XI ELLE NE VIENDRA PAS

En voilà un dormeur!… Allons, le onze bis, réveillons-nous!… C’est la visite.

Jack ouvre les yeux, et la première chose qui le frappe, ce sont les draperies immobiles tombant jusqu’à terre du lit voisin.

– Eh bien! mon garçon, il paraît que vous avez eu une fière alerte cette nuit… Ce malheureux qui est tombé sur votre brancard en s’agitant… Ça a dû vous faire une fière peur… Voyons! dressez-vous un peu qu’on vous voie… Oh! oh! comme nous sommes faible!

Celui qui parle ainsi est un homme de trente-cinq à quarante ans, avec une calotte de velours, un grand tablier blanc remontant en pointe sur la poitrine, la barbe blonde, l’œil fin et même un peu railleur. Il tâte le malade, lui adresse quelques questions:

– Quel est votre métier?

– Mécanicien.

– Est-ce que vous buvez?

– Je buvais… Je ne bois plus.

Puis un silence un peu long.

– Quelle vie avez-vous donc menée: mon pauvre garçon?
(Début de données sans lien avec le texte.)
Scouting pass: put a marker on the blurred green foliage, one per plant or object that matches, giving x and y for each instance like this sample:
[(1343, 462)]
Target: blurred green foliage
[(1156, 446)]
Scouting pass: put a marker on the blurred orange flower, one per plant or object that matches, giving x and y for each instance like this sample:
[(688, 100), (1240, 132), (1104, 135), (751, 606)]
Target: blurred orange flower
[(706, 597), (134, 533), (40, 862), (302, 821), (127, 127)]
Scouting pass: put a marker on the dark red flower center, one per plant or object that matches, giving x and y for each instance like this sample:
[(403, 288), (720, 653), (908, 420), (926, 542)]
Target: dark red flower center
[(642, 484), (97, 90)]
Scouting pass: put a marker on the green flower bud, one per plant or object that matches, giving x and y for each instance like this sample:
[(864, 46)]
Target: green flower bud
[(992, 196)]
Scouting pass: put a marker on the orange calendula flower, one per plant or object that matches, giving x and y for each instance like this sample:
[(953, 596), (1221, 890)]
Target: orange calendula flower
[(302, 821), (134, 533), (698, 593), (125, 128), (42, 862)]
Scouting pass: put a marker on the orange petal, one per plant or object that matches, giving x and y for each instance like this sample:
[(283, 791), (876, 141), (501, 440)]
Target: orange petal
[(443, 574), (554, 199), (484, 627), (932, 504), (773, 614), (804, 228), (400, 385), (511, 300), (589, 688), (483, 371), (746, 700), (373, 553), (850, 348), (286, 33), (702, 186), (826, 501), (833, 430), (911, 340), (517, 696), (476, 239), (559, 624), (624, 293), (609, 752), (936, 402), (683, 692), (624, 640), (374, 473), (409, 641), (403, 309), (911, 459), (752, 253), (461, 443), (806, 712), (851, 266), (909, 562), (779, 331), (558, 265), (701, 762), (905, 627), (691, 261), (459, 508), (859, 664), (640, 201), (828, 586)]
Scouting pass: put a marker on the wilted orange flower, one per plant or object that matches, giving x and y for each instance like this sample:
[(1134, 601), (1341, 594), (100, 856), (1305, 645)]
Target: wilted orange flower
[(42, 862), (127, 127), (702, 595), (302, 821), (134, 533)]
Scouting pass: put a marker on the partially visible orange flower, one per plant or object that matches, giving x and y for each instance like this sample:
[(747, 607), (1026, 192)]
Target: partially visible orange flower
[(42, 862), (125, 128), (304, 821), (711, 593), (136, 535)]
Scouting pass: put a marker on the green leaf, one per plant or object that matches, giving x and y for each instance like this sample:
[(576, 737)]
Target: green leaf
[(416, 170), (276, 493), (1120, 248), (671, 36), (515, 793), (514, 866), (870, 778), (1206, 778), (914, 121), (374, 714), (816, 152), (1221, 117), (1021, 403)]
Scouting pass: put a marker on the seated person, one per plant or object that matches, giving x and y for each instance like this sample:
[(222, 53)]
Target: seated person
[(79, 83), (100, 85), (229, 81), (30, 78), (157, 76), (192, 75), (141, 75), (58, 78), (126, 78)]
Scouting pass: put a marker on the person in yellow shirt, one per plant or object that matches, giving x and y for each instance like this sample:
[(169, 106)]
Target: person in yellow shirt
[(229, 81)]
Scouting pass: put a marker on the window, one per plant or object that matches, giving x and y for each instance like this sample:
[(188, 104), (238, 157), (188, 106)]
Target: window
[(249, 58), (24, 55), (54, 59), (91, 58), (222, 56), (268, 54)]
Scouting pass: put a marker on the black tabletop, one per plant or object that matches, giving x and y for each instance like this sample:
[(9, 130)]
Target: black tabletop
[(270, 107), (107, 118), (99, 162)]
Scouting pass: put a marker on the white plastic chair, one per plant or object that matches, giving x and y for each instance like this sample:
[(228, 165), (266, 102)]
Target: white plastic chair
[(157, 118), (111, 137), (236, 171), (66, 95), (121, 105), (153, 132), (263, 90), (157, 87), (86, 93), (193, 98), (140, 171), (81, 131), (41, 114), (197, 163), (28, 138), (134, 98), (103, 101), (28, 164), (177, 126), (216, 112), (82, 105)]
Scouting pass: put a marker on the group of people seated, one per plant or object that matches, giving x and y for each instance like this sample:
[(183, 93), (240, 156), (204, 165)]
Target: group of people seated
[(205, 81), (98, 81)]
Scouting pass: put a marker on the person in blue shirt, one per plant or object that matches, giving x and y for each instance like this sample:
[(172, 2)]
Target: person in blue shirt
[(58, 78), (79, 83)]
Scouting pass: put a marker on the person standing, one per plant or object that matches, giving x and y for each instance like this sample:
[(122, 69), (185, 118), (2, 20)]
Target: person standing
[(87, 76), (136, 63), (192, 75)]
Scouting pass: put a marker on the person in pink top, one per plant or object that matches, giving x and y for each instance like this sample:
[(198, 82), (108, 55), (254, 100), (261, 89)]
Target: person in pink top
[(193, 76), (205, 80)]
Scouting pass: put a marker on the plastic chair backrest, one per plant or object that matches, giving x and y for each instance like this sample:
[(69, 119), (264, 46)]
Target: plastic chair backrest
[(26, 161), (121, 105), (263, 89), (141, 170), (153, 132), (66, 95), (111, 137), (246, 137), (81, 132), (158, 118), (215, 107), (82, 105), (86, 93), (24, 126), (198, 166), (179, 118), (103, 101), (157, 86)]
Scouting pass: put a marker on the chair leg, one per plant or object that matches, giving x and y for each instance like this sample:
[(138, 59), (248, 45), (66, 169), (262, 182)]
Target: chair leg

Le médecin n’en dit pas plus, de peur d’effrayer son malade; mais Jack a surpris dans sa physionomie la même curiosité douloureuse, le même intérêt sympathique, qui l’ont accueilli la veille au parvis Notre-Dame. Les internes entourent le lit. Le chef de service leur explique les symptômes qu’il a observés sur le malade. Très intéressants, paraît-il, et très alarmants, ces symptômes! À tour de rôle, les élèves viennent s’assurer des observations du maître. Jack tend son dos à toutes ces oreilles curieuses; et, enfin, au milieu des mots «inspiration, expiration, râles sibilants, craquements au sommet et à la base, phtisie aiguë,» il comprend que son état est très grave, si grave qu’après que le médecin a dicté son ordonnance à un interne, la sœur s’approche de son lit, et, doucement, discrètement, lui demande s’il a une famille à Paris, quelqu’un à prévenir, s’il attend des visites aujourd’hui dimanche. Sa famille? Tenez! la voilà. Ce sont ces deux êtres, un homme et une femme, qui se tiennent au pied du lit sans oser avancer, deux figures du peuple, un peu communes et bonnes, qui lui sourient. Il n’a pas d’autres parents que ceux-là, pas d’autres amis. Ce sont les seuls qui ne lui aient jamais fait de mal.